London: Britain's services businesses perked up in February after the weakest start to the year in almost a decade, according to a survey that reinforced market bets that the Bank of England (BoE) will raise interest rates again in May.
Britain looks on track to sustain the same growth rate as late 2017, helped by strong global growth, economists said. But headwinds persist from weak consumer spending and investor caution before Britain quits the European Union in March 2019.
The IHS Markit/CIPS services purchasing managers' index (PMI) rose to a four-month high of 54.5 from 53.0 in January, beating the average forecast in a Reuters poll of 53.3.
January's reading had been the weakest for that month since 2009, when the economy was deep in recession, and February's data remains weaker than the euro zone PMI.

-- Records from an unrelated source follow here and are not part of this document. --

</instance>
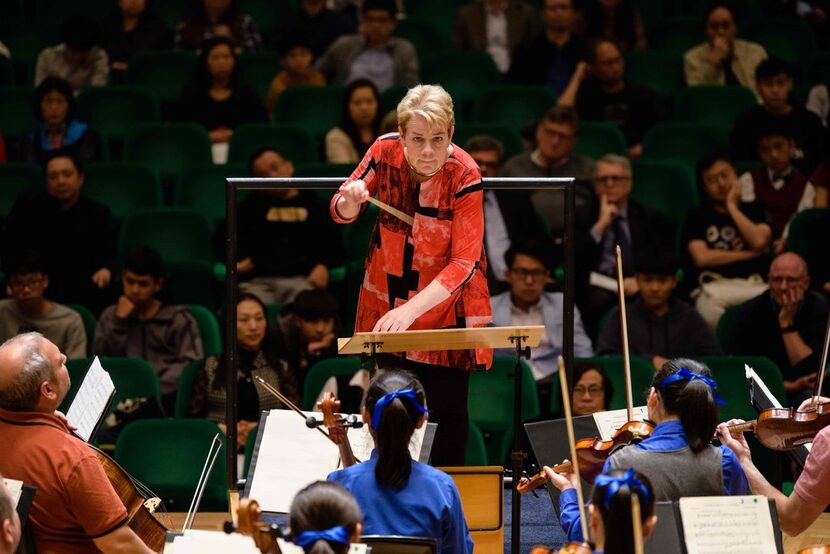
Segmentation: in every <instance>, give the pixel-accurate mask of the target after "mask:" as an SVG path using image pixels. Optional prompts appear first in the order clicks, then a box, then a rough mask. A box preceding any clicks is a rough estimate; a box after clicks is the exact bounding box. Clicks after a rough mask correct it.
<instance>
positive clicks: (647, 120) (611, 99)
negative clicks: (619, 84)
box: [576, 78, 665, 146]
mask: <svg viewBox="0 0 830 554" xmlns="http://www.w3.org/2000/svg"><path fill="white" fill-rule="evenodd" d="M576 111H577V113H578V114H579V117H580V119H583V120H586V121H608V122H610V123H614V124H616V125H617V126H618V127H619V128H620V130H621V131H622V133H623V136H625V143H626V145H628V146H635V145H637V144H640V143H641V142H643V137H644V136H645V134H646V131H648V130H649V129H650V128H651V127H652V125H654V124H655V123H657V122H658V121H660V120H662V119H664V117H665V115H664V113H663V112H664V110H663V109H662V107H661V103H660V101H659V99H658V98H657V93H655V92H654V91H653V90H651V89H650V88H646V87H643V86H640V85H636V84H633V83H626V84H625V87H624V88H623V89H622V90H621V91H620V92H615V93H613V94H607V93H605V92H603V90H602V87H600V84H599V82H598V81H597V80H596V79H594V78H588V79H586V80H585V81H584V82H583V83H582V85H580V87H579V92H578V93H577V95H576Z"/></svg>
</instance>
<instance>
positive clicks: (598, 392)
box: [574, 385, 603, 396]
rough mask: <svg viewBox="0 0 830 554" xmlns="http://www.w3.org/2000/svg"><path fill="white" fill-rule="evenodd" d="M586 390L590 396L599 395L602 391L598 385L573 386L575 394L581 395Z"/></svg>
mask: <svg viewBox="0 0 830 554" xmlns="http://www.w3.org/2000/svg"><path fill="white" fill-rule="evenodd" d="M586 392H587V393H588V394H589V395H591V396H599V395H600V394H601V393H602V392H603V389H602V387H601V386H599V385H591V386H590V387H588V388H585V387H583V386H582V385H577V386H575V387H574V394H576V395H579V396H583V395H584V394H585V393H586Z"/></svg>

IHS Markit economist Chris Williamson said Britain's PMI data so far this year pointed to first-quarter economic growth of nearly 0.4 per cent, even taking into account last week's subdued manufacturing PMI, which slipped to an eight-month low.
This rate of growth is only fractionally weaker than in the last three months of 2017 — and in line with what the BoE believes to be the economy's maximum non-inflationary growth rate — so made a May rate rise likely, Williamson said.
Firms in the survey — which does not include retailers — reported strong business-to-business sales, helped by global demand. Orders grew by the most since May 2017.
"With Bank of England policymakers sounding hawkish even following the January fall in the PMI to a one-and-a-half-year low, the February upturn in the surveys surely leaves a May rate hike very much in play," Williamson said.
Unusually heavy snow over the past week was unlikely to have a big effect on growth for the first-quarter as a whole, economists said.
May rate rise?
Most economists polled by Reuters expect the BoE to follow November's first interest rate rise in a decade with another in May, assuming Prime Minister Theresa May secures a Brexit transition deal with the EU before then.
Inflation hit its highest in more than five years in November at 3.1 per cent, and the BoE forecast last month that it would overshoot its 2 per cent target for the next three years.
The Confederation of British Industry reported on Sunday that its monthly growth index hit a two-year high in February, led by manufacturing and business and professional services, and the EEF manufacturers' lobby was upbeat on Monday.
But Samuel Tombs of Pantheon Macroeconomics said that signs of softening inflationary pressure in the services PMI raised the prospect that inflation would drop off more quickly.
"The (BoE) might feel it has invested too much reputational capital to hold back from raising rates in May, but the data won't support a series of hikes this year," he said.
Financial markets currently price in a more than 50 per cent chance that the BoE will raise its main interest rate twice this year, taking it to one per cent.
The services PMI showed that firms raised prices at the slowest rate since August, though still by more than average, and consumer-facing businesses in particular are suffering.
Separate industry figures on Monday showed an ongoing year-on-year decline in new car registrations, and last week two well-known British retailers, Toys R Us UK and electronics chain Maplin, sought protection from creditors, putting 5,500 jobs at risk.